My image of racing was shaped by fictions and folklore: the Bill Monroe bluegrass song about an epic race between a California horse and a Tennessee horse, “”Molly and Tenbrooks”;  the comic Spike Jones “William Tell Overture,” at the climax of which a frenetic horse race (briefly interrupted by a Joe Louis prize fight) is won by the 20 to 1 longshot, Feetlebaum; and the Frank Loesser musical Guys and Dolls (1955), with its bumptious “Fugue for Tinhorns” (“I got the horse right here / The name is Paul Revere / And here’s a guy who says that when the weather’s clear / Can do, . . .”).  On top of that was one of my very favorite films of all time, The Sting, in which a crooked gambler is duped in an elaborate retaliatory scam involving betting on horse racing.  So to me horse racing is kind of an absurd, sentimental piece of Americana that in real life attracts low-life, irresponsible petty criminals to it.

Despite all that, I actually ended up watching the Kentucky Derby this year, mostly because my wife wanted to listen to a bit more opera after our weekly Zoom virtual cocktails with Anne and Henry.  Needless to say, it was most entertaining.  Since I saw the pre-race interviews and the process of putting the horses into the starting gate, I had gained a clear sense of the colors of the favorites, and also the story of the 80-1 long-shot Rich Strike, who wasn’t even in the race until the scratch on Friday morning.  But I also learned what his colors were.

Rich Strike (right) in the “Hole,” about to take the lead

As for the race itself, I was aided in understanding what I was watching by the many bike races I’ve watched on video.  The view of the home stretch at the Derby was taken from much the same angle as a cycling sprint finish, looking back at the onrushing leaders from beyond the finish line with a long telephoto lens.  In a sprint, a cyclist needs a “good line.”  A “hole,” or an opening into which the sprinter can move, has to open up, or they’re blocked out.  At the start of the Derby, the jockey had immediately gotten Rich Strike more to the inside, in the trailing group of horses.  Rounding the last turn, still pretty far back, he maneuvered farther in to the rail.  I saw a huge space open in front of him, with the two leaders duking it out slightly nearer the center of the track.  All he had to do was move slightly to his right to pass one horse and he would be in the clear.  I thought “he’s got a hole open if he’s fast enough to go through it.”  And in that instant he found a “gear” that had eluded all the other horses.  It was obvious from the rate at which he was closing and the distance to the line that he’d win if he kept that pace.  And he did!

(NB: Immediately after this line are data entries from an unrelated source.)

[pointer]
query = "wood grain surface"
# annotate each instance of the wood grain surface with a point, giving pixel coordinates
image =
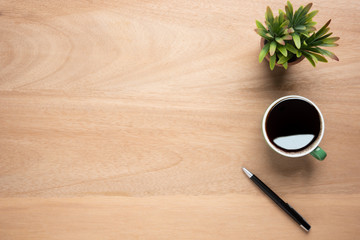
(132, 120)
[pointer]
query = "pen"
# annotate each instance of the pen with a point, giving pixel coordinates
(283, 205)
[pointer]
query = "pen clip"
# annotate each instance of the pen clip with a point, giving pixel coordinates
(305, 224)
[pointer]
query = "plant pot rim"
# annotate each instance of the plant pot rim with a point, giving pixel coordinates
(262, 43)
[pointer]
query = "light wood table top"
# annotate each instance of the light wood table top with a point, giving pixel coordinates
(132, 120)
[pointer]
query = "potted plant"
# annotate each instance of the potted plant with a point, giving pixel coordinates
(291, 36)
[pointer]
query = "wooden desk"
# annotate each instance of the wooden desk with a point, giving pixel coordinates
(132, 120)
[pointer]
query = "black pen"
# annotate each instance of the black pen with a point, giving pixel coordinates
(283, 205)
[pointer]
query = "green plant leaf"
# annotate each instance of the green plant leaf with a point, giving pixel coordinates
(296, 39)
(260, 26)
(285, 65)
(287, 37)
(326, 53)
(288, 14)
(272, 48)
(307, 8)
(280, 41)
(289, 5)
(283, 50)
(269, 16)
(284, 24)
(282, 60)
(323, 37)
(310, 29)
(296, 15)
(308, 57)
(291, 48)
(263, 52)
(272, 61)
(329, 44)
(300, 28)
(330, 40)
(323, 30)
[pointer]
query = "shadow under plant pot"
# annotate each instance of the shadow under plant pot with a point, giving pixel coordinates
(292, 61)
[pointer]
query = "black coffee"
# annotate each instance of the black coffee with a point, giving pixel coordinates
(293, 124)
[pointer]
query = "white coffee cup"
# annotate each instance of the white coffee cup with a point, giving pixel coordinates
(312, 148)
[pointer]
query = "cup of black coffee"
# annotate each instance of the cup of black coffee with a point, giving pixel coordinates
(293, 126)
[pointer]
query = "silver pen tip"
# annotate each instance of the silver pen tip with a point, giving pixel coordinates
(247, 172)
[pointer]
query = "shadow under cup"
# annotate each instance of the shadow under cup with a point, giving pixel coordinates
(293, 126)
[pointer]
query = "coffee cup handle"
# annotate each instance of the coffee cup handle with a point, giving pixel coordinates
(319, 153)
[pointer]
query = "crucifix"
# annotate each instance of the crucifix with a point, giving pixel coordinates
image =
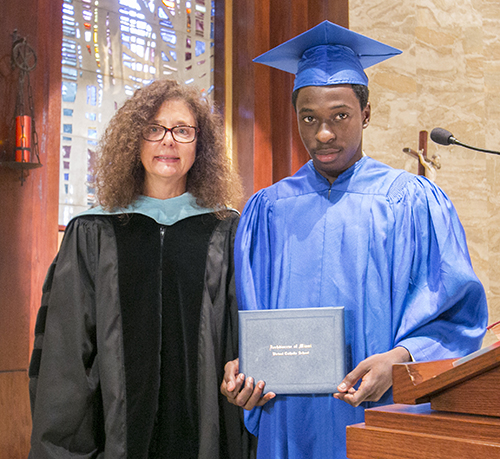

My experience as a video spectator of that race was wonderful.  All that hoopla and analysis, and some nag who wasn’t even supposed to be in the Derby stole it away from all the fancy-dan favorites.  Just sheer, wonderful, sports-fan amusement.  I sure feel sorry for the local businessman who put a big chunk of money on the favorite Epicenter to win right before the race began.  And I’d love to know who won the most money betting on Rich Strike, and how much.  It was also interesting to see how wound up Rich Strike was after he won.  They couldn’t get him under real control for several minutes. And equally, the owner, trainer, and jockey were, for all their elation at the victory, obviously as surprised and amazed as everybody else.

Now we learn that Rich Strike will not compete in the Preakness, the upcoming second race in the so-called “Triple Crown” of horse-racing.  Probably a good move.  Assess the real strength of the animal, and don’t allow him to be redefined immediately as what he probably is: a competitive but fairly ordinary horse who had a convergence of the right conditioning, the right jockey, and the right race situation to win on that one perfect Derby day.